Wolfenstein: The New Order is a great example of oldschool design revitalized by modern concepts. Yes, it's cheesy, dumb, and over-the-top, but it manages to reign in these aspects by following them up with great action, memorable set-pieces, and characters that mostly evolve beyond your typical meathead grunts. This is a shooter that puts shooting first--and the second you dual-wield two laser guns and use them to destroy a dog made out of metal, you'll play the rest of Wolfenstein with a knowing grin.

An over-the-top shooter with fun action, memorable set-piece moments, and decent characters, Wolfenstein: The New Order successfully transforms an old-school game into a modern experience.

This game was reviewed on PS4. 


  • gamermike1984 - November 12, 2014 2:19 a.m.

    sweet! I was given this PSN code for free! It's totally free too!
  • scirishman76 - October 13, 2014 2:33 p.m.

    Anyone having the super low FPS issue on pc possible fix here. Worked for me Wolfenstein New Order Graphics Fix:
  • Marcelinda1999K - October 13, 2014 12:48 p.m.

    woow nice
  • KarimMhiri - July 10, 2014 12:11 a.m.

    Guys Get free ps4 games here: It really Works !!! I got AC4,COD GHOSTS, SNIPER ELITE 3, Wolfeinstein the new order, battlefield4, tomb raider the defenetive edition..... Enjoy !!! :)
  • GamerGirl1717 - June 12, 2014 9:22 a.m.

    Played it the other day. Friend brought it over. It look's great but everything else is so so gun play was cool more of a rental for me.
  • punishment - June 6, 2014 9:26 p.m.

    Just finished this. Found it very enjoyable, and BJ was a great character. Very well acted. One thing I didn't seem to notice is the shift between serious and silly. There were some moments that made me chuckle, but nothing near as over the top as your example in the review. I was actually excited because I thought there was a line that said "Nazi's on the moon? Fuck you moon!". Could've sworn that was mentioned in a previous Radio Radar podcast. Didn't hear it.
  • rob-harris - May 22, 2014 4:05 p.m.

  • alejandro-quintero - May 21, 2014 12:06 a.m.

    Look like a very good games, even in the moment that they had spoken, started to attract attention
  • Jackonomics2.0 - May 20, 2014 3:47 p.m.

    I didnt even need to read any reviews, bought it anyway, good to see they didnt fuck up
  • Fran_Halen - May 22, 2014 2:23 a.m.

    I did the same thing. I used up some store credit I had and paid for it about 3 weeks ago.
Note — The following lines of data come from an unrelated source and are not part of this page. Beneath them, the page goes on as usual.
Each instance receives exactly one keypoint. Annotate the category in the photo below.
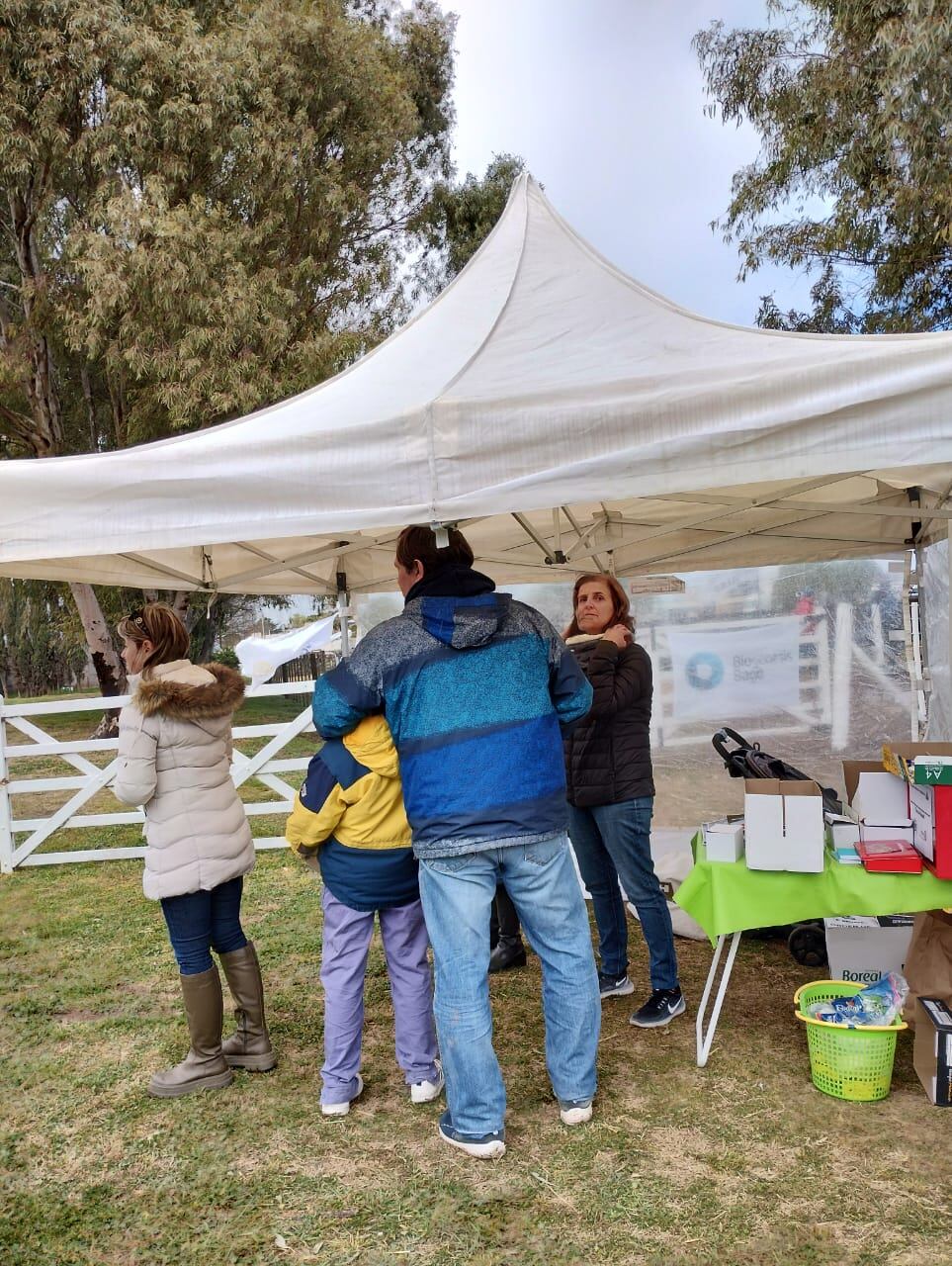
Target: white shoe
(425, 1092)
(486, 1149)
(342, 1109)
(576, 1115)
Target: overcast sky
(604, 100)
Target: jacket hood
(460, 622)
(190, 691)
(373, 745)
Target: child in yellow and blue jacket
(348, 818)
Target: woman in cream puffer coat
(175, 755)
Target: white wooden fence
(21, 839)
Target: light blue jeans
(457, 894)
(612, 842)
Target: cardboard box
(932, 1049)
(881, 799)
(865, 949)
(869, 835)
(723, 841)
(932, 827)
(842, 833)
(784, 827)
(903, 759)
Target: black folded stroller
(806, 941)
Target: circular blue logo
(705, 670)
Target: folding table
(727, 899)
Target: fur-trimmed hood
(190, 691)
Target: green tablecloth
(726, 896)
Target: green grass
(739, 1162)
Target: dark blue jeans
(612, 842)
(200, 922)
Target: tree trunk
(180, 605)
(109, 669)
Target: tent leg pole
(705, 1039)
(5, 814)
(343, 610)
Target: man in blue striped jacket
(477, 690)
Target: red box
(896, 856)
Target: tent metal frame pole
(280, 566)
(582, 534)
(343, 610)
(163, 570)
(535, 537)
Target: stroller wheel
(808, 945)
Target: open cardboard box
(929, 804)
(784, 826)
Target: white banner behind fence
(736, 673)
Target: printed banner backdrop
(736, 673)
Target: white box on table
(870, 833)
(723, 841)
(784, 826)
(843, 833)
(878, 798)
(865, 949)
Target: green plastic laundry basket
(852, 1063)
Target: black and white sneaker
(614, 986)
(661, 1008)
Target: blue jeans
(612, 842)
(457, 894)
(206, 921)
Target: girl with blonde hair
(175, 756)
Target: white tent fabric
(555, 407)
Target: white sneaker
(342, 1109)
(425, 1092)
(575, 1115)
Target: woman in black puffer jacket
(612, 796)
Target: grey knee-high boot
(204, 1066)
(249, 1045)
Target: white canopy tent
(552, 407)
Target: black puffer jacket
(608, 754)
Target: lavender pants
(343, 963)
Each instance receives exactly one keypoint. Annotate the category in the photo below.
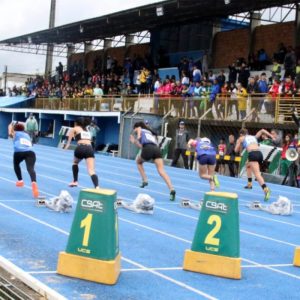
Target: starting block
(186, 203)
(297, 257)
(40, 201)
(216, 245)
(92, 251)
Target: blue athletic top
(249, 139)
(147, 137)
(22, 142)
(205, 147)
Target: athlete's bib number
(85, 135)
(150, 138)
(25, 142)
(210, 238)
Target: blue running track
(152, 246)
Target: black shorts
(255, 156)
(84, 151)
(150, 151)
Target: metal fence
(256, 107)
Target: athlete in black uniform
(84, 150)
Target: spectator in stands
(196, 74)
(97, 92)
(273, 136)
(211, 76)
(297, 79)
(221, 78)
(274, 93)
(253, 90)
(263, 89)
(288, 89)
(252, 61)
(181, 140)
(215, 90)
(279, 55)
(244, 74)
(178, 101)
(290, 63)
(221, 150)
(196, 99)
(232, 164)
(276, 70)
(184, 79)
(262, 59)
(31, 127)
(242, 101)
(232, 73)
(138, 82)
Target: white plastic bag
(143, 204)
(283, 206)
(62, 203)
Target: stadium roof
(141, 19)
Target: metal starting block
(119, 203)
(41, 201)
(191, 204)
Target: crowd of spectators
(199, 89)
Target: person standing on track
(23, 150)
(84, 150)
(255, 158)
(146, 140)
(206, 156)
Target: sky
(20, 17)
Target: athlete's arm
(71, 135)
(11, 132)
(237, 147)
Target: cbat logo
(92, 205)
(217, 206)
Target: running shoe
(144, 183)
(248, 186)
(172, 195)
(216, 181)
(20, 183)
(267, 193)
(35, 190)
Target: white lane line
(154, 230)
(45, 291)
(199, 183)
(169, 268)
(241, 230)
(179, 283)
(263, 266)
(184, 215)
(56, 153)
(154, 191)
(116, 162)
(272, 269)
I really like the game so far.
  • Brett35 - May 20, 2014 3:43 p.m.

    Anyone else mindlessly playing the escape from castle wolfenstein that's "hidden" in the game? :D
  • B1ZzaR - May 20, 2014 1:28 p.m.

    Once I get home, I'm gonna be doin' one thing and one thing only... killin' Nazis!!
  • Brett35 - May 20, 2014 1:21 p.m.

    A couple hours into it so far, I am really enjoying it. Best campaign on next-gen so far in my opinion of my games played. (With such a small selection that doesn't say much though.)
  • GoldenEagle1476 - May 20, 2014 6:43 a.m.

    This makes me happy. Will definitely be picking this up.
  • Satchurated - May 20, 2014 6:42 a.m.

    I just don't see a point in paying $60 for a game that has only one mode that lasts for just 10 hours. Maybe I'll check it out when it's free on games with gold.
  • jh4911 - May 20, 2014 10:27 a.m.

    It's like £35 on steam.
  • jh4911 - May 20, 2014 10:28 a.m.

    Which is apparently around $60. My bad. I don't think that's unreasonable but everything is more expensive over here.